The beautiful region of Burgundy in France is famously home to some of the most exquisite red wines to be found anywhere on earth, and is most commonly associated with the silky, elegant and flavorful Pinot Noir varietal wines which are commonly produced there. However, the superb and mineral rich soils fed by the Rhone river, and the long hot summers and mild autumns of the region produce a wide variety of fine grapes, and as such, Burgundy produces plenty of different wines which are equally as good as the produce the region is famed for. The region of Burgundy itself has a wine-making history which stretches back at least two thousand years, and as such, it comes as no surprise that the wineries which fill the dozens of controlled appellations of the region rely heavily on traditional methods and techniques when it comes to producing their famous wines.

Country: France

France is renowned across the globe for its quality wines and the careful expertise which goes into making them, but what is truly remarkable about this relatively small country is the vast range of wines it produces in such huge amounts each year. Not only are the finest red wines in the world said to come from the beautiful regions of Bordeaux and Burgundy, but elsewhere in the country we find the Champagne region, and areas such as the Rhone Valley and the Loire, whose white wines consistently receive awards and accolades by the plenty. This range is a result of the great variety of climatic conditions and terrain found in France, coupled with generations of wine makers working within single appellations. Their knowledge of specific terroirs and grape varieties has, over time, perfected the production of wines within their region, and the end results continue to impress the world to this day.

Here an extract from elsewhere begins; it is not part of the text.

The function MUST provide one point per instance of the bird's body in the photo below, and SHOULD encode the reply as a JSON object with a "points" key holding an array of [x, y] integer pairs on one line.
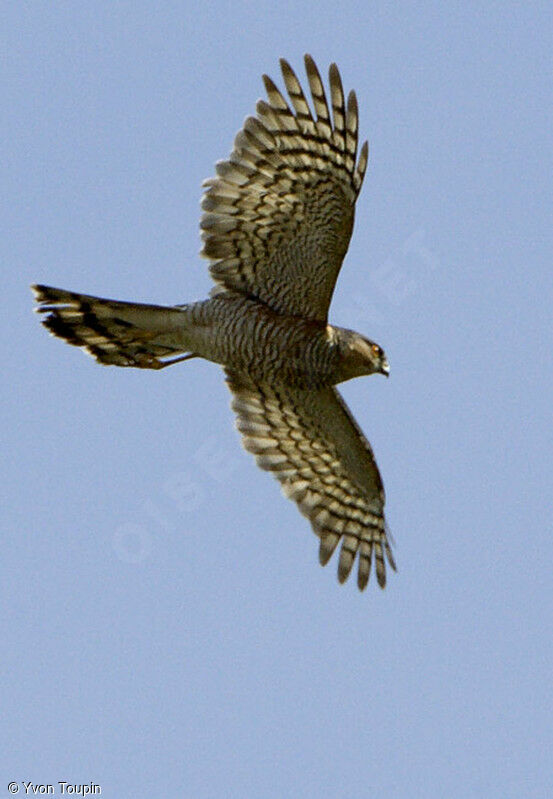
{"points": [[276, 227]]}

Appellation: Cote De Nuits

The Cotes de Nuits is a sub-region of France's famous Burgundy region, and is home to many of the world's finest red and white wines. The Cotes de Nuits benefits from the same climatic conditions as in the rest of the beautiful Cote d'Or, which enjoys long, hot summers and warm, dry ripening seasons. The soil of the region is particularly fine for viticulture, and it is enriched by plentiful limestone deposits which help give the Chardonnay grapes the region is famed for their distinctive chalky character. The Romans were the first people to introduce viticulture to the Cotes de Nuits, but ever since those ancient times, the area has been highly productive and dedicated to quality and excellence in the red, white and rosé wines it produces.